Illinois has $139 billion in unfunded pension liabilities. The system is 44% funded. Financial experts say healthy pensions should be at least 80% funded.
But the unions keep demanding more.
This is the pattern everywhere conservatives aren’t fighting. Unions pressure. Governors cave. Ordinary, middle-class families get crushed.
Trump dared to challenge federal unions with executive action. State and local unions operate under state laws and constitutional protections that no president can touch. The president proved these unions can be challenged. He’s winning in court. The power everyone said was untouchable is cracking.
But if conservatives declare victory and ignore the far larger threat in every state capitol and city hall, we’ll celebrate one battle while the Left wins the war.
Republican governors must follow Trump’s lead. Republicans control more than half the states in this country. That’s 26 governors with the power to act. How many are using it? A handful at most. The rest talk fiscal responsibility while signing contracts that lock in unsustainable, budget-busting compensation.
State legislators must reform collective bargaining laws.
Wisconsin did it under former Gov. Scott Walker. Florida did it under Gov. Ron DeSantis. Though the unions tried to recall Walker, and they tried to destroy DeSantis politically, both governors stood firm. Both states saved billions.
Trump is now doing at the federal level what Walker and DeSantis proved could work at the state level. More must follow them.
Conservatives must run for school boards, city councils, and county commissions with the explicit goal of pushing back on union demands. This is where the real money gets spent—and where nobody’s watching.

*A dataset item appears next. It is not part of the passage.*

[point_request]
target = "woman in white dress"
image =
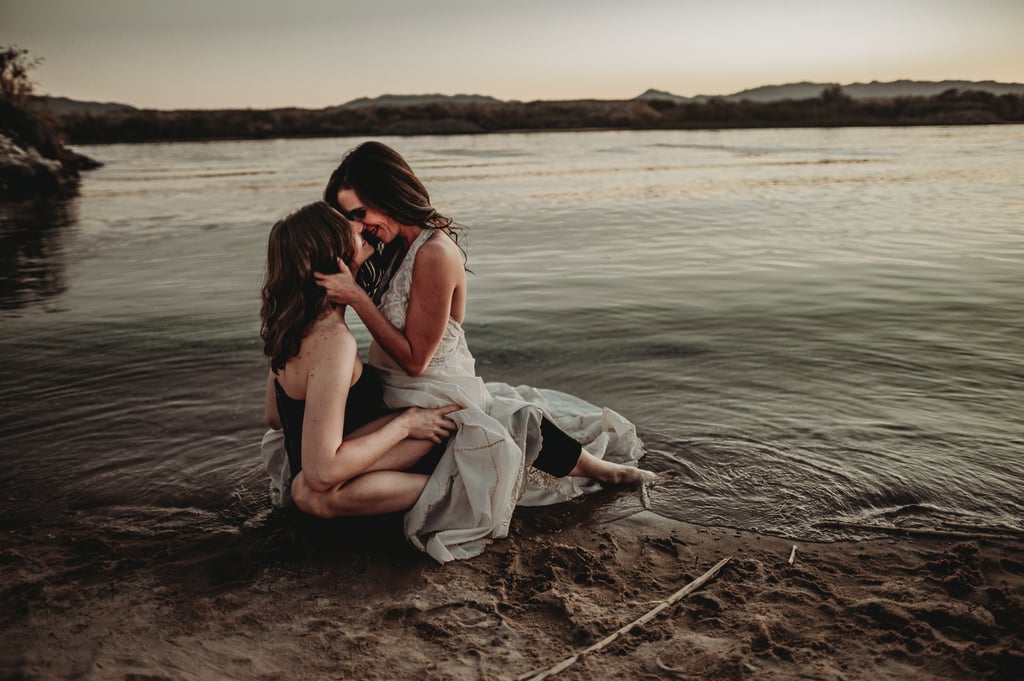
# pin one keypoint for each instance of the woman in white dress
(511, 447)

The fight can’t stop after one election cycle. Unions are patient. They outlast governors. They wait out reforms. They come back stronger unless the institutional changes are permanent. As bold as they were, Trump’s executive orders can be reversed by the next president. That’s why state-level reforms—actual changes to collective bargaining laws–matter more than any single executive action.

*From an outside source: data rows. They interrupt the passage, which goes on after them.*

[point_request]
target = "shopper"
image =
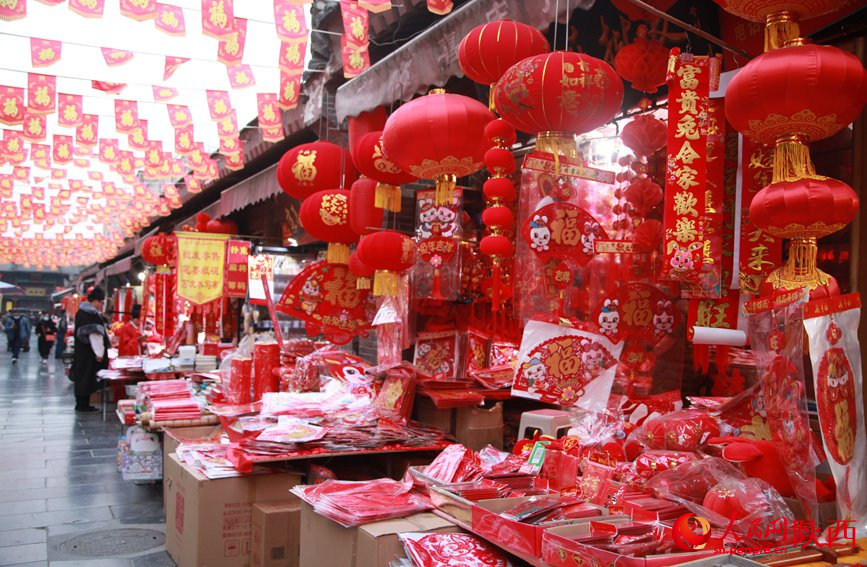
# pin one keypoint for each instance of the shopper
(46, 331)
(90, 353)
(19, 333)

Public sector unions are masters at operating a machine too few conservatives understand. They pressure politicians through campaign contributions, coordinate with friendly media, and fund radical left-wing activists. In The Political Vise(RealClear Publishing, March 3), I explain how they inverted the Founders’ system—and what it will take to reclaim it.
Tuesday night’s applause was earned, and it was deserved. But the battle Trump started against federal unions—and the fight conservatives must finish in every state—will determine whether the prosperity and security the president is fighting to restore will endure.
John Tillman is a political strategist and CEO of Hall of Giants.